What is a Principal Engineer at Amazon? With Steve Huynh

The Pragmatic Engineer

0:00

-1:13:16

What is a Principal Engineer at Amazon? With Steve Huynh

Former Amazon Principal Engineer Steve Huynh shares what it takes to reach the Principal level, why the jump Principal is so tough at Amazon, and how Amazon’s scale and culture shaped his career.

Gergely Orosz

Jul 09, 2025

119

Transcript

Stream the Latest Episode

Listen and watch now on YouTube, Spotify and Apple. See the episode transcript at the top of this page, and timestamps for the episode at the bottom.

Brought to You By

Statsig ⁠ — ⁠ The unified platform for flags, analytics, experiments, and more.
Graphite — The AI developer productivity platform.
Augment Code — AI coding assistant that pro engineering teams love.

—

In This Episode

Steve Huynh spent 17 years at Amazon, including four as a Principal Engineer. While in Seattle, I stopped by at Steve in his studio to record this episode of The Pragmatic Engineer. We went into what the Principal role involves at Amazon, why the path from Senior to Principal is so tough, and how even strong engineers can get stuck. Not because they’re unqualified, but because the bar is exceptionally high.

We discuss what’s expected at the Principal level, the kind of work that matters most, and the trade-offs that come with the title.
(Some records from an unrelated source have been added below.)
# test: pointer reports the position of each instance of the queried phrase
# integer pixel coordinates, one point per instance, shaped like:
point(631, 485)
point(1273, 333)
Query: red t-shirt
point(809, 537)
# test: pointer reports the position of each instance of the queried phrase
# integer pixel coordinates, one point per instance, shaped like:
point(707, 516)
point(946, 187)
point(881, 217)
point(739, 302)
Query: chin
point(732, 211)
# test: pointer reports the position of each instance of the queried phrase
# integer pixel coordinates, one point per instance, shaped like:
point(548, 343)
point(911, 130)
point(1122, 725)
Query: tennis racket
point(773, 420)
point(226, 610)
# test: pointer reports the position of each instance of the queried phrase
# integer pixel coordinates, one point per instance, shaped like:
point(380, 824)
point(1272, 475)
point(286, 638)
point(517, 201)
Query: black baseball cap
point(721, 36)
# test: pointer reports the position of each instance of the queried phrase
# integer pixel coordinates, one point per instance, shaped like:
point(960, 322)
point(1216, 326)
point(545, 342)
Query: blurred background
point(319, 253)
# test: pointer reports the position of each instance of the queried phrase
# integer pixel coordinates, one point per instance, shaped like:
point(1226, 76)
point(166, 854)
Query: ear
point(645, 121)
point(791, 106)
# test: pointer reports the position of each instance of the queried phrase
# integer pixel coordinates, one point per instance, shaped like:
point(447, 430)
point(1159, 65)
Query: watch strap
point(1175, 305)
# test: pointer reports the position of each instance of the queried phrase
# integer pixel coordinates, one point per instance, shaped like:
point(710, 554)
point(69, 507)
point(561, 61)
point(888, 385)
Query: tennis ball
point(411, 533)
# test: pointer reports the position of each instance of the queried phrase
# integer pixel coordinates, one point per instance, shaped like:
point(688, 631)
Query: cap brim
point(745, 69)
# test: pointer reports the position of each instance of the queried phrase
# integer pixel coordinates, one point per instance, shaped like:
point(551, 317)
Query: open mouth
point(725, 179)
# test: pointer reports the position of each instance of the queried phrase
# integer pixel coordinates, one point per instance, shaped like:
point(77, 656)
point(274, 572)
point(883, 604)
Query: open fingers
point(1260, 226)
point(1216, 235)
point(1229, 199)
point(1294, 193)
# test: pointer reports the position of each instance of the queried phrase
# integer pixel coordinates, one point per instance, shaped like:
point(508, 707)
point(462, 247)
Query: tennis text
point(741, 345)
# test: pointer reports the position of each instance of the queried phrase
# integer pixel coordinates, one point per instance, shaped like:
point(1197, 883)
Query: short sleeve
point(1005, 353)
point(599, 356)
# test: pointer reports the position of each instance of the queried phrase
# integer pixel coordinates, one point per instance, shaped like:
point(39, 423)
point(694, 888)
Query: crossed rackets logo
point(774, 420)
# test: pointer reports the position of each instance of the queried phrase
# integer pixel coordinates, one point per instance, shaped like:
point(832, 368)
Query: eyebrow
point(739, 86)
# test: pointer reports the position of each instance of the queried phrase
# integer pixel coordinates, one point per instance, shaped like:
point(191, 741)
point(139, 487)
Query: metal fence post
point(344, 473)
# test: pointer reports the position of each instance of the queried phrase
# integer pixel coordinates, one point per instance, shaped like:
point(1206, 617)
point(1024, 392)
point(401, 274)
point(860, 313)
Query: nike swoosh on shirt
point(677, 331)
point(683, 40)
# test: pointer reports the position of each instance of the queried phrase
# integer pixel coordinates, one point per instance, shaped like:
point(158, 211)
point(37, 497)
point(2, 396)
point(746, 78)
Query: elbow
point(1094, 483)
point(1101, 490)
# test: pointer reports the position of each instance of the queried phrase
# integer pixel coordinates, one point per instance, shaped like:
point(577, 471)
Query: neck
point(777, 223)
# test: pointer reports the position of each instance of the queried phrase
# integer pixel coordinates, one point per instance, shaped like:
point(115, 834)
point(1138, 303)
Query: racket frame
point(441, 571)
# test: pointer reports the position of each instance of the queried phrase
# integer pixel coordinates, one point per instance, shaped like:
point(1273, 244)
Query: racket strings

Steve also shares how Amazon’s internal policies shaped his trajectory, and what made the Principal Engineer community one of the most rewarding parts of his time at the company.

We also go into:

Why being promoted from Senior to Principal at Amazon is one of the hardest jumps in tech
How Amazon’s freedom of movement policy helped Steve work across multiple teams, from Kindle to Prime Video
The scale of Amazon: handling 10k–100k+ requests per second and what that means for engineering
Why latency became a company-wide obsession at Amazon —and the research that tied it directly to revenue
Why companies should start with a monolith, and what led Amazon to adopt microservices
What makes the Principal Engineering community so special
Amazon’s culture of learning from its mistakes, including COEs (correction of errors)
The pros and cons of the Principal Engineer role
What Steve loves about the leadership principles at Amazon
Amazon’s intense writing culture and 6-pager format
Why Amazon patents software and what that process looks like
… and much more!

An interesting topic: "brownouts” at Amazon

“Brownout” is internal Amazon lingo. At Amazon’s scale, service failures are frequent, and cascading failures can happen if dumping load onto services in a “brownout” state. Steve explained what this means, and why it was important at the e-commerce giant:

Gergely (at 11:56): What does “brownout” mean?
Steve: I'm using some jargon. Suppose you are DDoS’ing a service or sending a lot of requests over to them: you can just take them down! That would be a blackout. With a blackout: yo you send a request, you can't establish a connection, it immediately comes back as failed.
But there's a type of outage where they ‘brown out’. So the service reachable, they might accept the connection, but they'll time out or they might return partial results or bad results. Or perhaps the only thing that they do return is a 500 for some percentage of requests.
So now we start talking about availability and resilience in the face of all of this DDoSing that you're doing to yourself. Let’s say your service is a dependency of some of the process that's going on.
If there's a failure for a primary dependency and that dependency comes back up: how do you make sure you don't just inundate it with a bunch of requests as it's trying to recover? And so now you have all of these sort of odd dynamics that occur. I used a brownout as something that is recurring problem. There might be some increased latency that may cause a chain reaction of a dependency going down. And then one of these sort of middle tier services would brown out. So you're an owner of the services for your team. And so then it's like, okay, what do we do in those situations?
How do we know that they're browning out? What do we do in the face of a dependency outage? And then critically, if there is an outage and then the service comes back up:
How do we make sure that we give it enough space so that [the service] can ‘breathe’? So that as they're trying to recover from some sort of outage, we don't just take them down immediately again.

What Steve describes reminded me of what the Cursor engineering team described as the “Cold start problem at scale” in the deepdive How Cursor is built:

An unappreciated challenge is how hard it is to do a “cold start” for a massive service. As Sualeh [Cursor cofounder] explains:
“Imagine you’re doing 100,000 requests per second and suddenly, all your nodes die. When restarting your system, your nodes usually go up one after the other. Say you’ve managed to restart 10 nodes from a fleet of 1,000. If you don’t prohibit people from making requests, these 10 nodes will get smashed by all the incoming requests. Before these 10 nodes could have become healthy, you’ve just overloaded those nodes!
This has bitten us many times in the past. Whenever you have a bad incident that needs a cold start, you need to figure out how to do it well.
Many of the large providers you probably use have various ‘tricks’ to kill traffic while they perform a cold start. We ended up doing a setup where we either fully halt traffic until the cold start is complete, or prioritize a small subset of our users during a cold start, until the service is back at being healthy.”